Automatic Extension of a Symbolic Mobile Manipulation Skill Set
Förster, Julian, Ott, Lionel, Nieto, Juan, Siegwart, Roland, Chung, Jen Jen
Symbolic planning can provide an intuitive interface for non-expert users to operate autonomous robots by abstracting away much of the low-level programming. However, symbolic planners assume that the initially provided abstract domain and problem descriptions are closed and complete. This means that they are fundamentally unable to adapt to changes in the environment or task that are not captured by the initial description. We propose a method that allows an agent to automatically extend its skill set, and thus the abstract description, upon encountering such a situation.
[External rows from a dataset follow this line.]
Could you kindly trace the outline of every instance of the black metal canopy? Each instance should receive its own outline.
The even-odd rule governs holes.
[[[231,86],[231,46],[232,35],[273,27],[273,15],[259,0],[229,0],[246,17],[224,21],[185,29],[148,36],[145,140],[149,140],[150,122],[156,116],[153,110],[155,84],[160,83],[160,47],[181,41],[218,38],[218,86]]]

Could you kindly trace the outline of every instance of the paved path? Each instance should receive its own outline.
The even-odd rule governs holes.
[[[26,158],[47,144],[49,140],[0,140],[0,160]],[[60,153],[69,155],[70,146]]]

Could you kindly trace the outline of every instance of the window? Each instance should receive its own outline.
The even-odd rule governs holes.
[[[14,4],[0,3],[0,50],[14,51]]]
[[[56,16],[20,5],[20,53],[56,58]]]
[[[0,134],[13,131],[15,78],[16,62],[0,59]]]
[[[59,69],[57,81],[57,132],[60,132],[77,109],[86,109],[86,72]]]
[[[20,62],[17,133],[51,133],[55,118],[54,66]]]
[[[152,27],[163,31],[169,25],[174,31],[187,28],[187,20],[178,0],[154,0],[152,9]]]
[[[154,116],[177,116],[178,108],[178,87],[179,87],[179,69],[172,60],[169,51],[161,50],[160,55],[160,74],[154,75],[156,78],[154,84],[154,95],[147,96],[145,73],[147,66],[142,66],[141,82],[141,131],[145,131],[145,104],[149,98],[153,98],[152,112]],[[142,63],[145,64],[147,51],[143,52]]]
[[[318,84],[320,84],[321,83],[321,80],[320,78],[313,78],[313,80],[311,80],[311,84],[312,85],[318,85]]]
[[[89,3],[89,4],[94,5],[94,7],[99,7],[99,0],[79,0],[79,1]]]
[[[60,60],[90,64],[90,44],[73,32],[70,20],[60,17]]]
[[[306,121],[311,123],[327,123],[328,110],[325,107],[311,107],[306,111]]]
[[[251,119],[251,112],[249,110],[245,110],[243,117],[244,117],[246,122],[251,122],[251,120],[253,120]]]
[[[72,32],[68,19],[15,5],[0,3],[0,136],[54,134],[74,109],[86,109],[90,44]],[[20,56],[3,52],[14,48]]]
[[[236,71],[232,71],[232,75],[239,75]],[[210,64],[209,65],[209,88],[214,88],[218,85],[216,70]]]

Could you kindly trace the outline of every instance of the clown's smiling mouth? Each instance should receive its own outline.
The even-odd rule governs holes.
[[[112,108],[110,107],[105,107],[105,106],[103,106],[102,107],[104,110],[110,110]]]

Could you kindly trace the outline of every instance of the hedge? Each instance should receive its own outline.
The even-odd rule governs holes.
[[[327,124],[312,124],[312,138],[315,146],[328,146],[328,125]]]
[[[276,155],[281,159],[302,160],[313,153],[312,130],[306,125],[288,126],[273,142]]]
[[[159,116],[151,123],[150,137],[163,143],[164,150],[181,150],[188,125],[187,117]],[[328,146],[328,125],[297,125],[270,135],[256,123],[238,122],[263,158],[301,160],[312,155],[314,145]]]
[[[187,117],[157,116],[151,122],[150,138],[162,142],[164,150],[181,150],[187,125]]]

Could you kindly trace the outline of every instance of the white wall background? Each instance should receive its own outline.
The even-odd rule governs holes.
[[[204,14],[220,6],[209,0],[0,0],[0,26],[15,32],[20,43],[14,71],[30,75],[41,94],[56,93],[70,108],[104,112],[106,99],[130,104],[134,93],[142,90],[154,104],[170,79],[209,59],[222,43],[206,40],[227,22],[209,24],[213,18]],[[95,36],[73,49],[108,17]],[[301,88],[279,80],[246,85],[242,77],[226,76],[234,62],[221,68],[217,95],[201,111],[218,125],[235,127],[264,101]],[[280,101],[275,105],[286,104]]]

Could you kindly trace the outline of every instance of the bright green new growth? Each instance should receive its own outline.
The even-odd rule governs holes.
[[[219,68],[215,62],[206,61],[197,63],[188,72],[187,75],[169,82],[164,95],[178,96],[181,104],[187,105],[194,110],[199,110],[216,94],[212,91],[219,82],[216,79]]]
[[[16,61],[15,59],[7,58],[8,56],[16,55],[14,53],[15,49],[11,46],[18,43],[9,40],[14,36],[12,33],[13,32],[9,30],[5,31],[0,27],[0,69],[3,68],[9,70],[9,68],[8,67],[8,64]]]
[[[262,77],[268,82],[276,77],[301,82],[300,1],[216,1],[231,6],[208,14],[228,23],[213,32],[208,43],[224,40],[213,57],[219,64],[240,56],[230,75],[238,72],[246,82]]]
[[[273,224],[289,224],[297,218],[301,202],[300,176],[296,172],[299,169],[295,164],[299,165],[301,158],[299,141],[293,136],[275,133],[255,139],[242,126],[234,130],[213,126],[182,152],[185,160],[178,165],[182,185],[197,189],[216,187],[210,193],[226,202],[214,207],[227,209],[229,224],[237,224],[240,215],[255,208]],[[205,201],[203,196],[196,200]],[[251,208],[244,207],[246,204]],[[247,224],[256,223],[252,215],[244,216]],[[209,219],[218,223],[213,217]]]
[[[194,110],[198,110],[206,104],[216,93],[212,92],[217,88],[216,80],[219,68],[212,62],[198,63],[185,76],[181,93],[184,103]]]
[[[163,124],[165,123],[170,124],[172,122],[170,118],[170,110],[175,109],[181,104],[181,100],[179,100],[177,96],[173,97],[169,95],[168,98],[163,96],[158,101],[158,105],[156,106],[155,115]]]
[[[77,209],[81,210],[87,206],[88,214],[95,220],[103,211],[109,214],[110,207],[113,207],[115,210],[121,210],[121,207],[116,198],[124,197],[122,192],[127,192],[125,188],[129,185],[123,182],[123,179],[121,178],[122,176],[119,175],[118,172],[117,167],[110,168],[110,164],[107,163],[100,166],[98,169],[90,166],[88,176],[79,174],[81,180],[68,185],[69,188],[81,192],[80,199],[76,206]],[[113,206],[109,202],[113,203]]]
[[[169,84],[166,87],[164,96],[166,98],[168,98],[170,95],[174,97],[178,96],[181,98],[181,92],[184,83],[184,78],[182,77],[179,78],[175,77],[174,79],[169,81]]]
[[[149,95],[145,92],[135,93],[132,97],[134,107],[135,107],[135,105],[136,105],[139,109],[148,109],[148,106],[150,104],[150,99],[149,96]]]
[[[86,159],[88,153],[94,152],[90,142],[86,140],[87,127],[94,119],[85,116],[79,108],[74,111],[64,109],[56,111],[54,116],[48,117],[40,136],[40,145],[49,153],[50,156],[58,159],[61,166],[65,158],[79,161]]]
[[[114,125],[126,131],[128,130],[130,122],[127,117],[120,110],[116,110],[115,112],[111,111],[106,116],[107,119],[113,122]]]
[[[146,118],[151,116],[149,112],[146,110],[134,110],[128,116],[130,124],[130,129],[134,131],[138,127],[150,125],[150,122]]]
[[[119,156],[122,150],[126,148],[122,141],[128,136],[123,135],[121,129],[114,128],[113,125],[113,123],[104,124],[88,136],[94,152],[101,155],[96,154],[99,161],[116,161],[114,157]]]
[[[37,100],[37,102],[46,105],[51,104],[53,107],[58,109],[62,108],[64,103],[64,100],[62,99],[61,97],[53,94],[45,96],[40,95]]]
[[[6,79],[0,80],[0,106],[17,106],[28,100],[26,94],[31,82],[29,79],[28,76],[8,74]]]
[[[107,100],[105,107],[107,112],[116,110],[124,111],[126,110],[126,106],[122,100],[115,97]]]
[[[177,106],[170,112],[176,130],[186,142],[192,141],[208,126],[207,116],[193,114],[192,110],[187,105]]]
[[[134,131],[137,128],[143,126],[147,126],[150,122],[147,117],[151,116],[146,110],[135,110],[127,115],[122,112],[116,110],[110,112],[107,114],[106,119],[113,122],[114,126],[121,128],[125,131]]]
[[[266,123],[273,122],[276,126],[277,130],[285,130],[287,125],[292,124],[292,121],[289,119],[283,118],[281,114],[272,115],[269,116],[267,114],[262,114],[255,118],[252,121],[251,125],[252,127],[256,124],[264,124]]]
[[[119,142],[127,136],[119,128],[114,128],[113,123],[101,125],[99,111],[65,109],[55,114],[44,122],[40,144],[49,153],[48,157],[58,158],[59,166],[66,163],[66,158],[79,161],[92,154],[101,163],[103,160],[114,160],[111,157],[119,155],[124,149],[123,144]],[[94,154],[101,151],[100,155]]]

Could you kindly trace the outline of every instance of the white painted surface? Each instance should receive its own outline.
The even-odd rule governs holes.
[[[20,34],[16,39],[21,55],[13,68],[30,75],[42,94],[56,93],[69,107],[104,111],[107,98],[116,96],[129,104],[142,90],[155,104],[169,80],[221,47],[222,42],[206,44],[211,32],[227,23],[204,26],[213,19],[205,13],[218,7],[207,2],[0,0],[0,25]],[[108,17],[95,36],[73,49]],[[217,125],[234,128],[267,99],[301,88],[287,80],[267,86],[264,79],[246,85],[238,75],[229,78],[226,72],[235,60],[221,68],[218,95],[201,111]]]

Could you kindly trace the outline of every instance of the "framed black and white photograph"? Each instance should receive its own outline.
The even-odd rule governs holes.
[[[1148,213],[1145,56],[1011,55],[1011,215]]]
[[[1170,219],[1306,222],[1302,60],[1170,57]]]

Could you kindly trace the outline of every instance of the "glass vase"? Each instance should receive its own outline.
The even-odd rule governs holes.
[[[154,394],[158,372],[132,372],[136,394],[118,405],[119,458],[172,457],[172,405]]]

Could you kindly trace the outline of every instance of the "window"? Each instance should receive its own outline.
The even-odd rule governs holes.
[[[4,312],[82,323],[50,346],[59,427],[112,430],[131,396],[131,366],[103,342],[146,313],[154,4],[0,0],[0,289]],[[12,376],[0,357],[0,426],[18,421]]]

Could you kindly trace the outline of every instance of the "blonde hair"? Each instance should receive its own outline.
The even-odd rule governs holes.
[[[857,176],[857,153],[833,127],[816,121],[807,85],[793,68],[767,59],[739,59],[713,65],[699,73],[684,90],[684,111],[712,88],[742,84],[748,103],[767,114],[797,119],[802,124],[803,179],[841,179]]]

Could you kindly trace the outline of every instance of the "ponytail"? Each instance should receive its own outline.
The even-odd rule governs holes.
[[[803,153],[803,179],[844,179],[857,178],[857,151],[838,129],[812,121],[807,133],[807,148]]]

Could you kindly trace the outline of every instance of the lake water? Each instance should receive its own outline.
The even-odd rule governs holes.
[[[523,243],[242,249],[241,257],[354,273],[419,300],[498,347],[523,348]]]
We introduce strategies for generalizing from previous experience, completing sequences of key actions and discovering preconditions to ensure the efficiency of our skill sequence exploration scheme. The resulting system is evaluated in simulation on object rearrangement tasks. Compared to a Monte Carlo Tree Search baseline, our strategies for efficient search have on average a 29% higher success rate at a 68% faster runtime.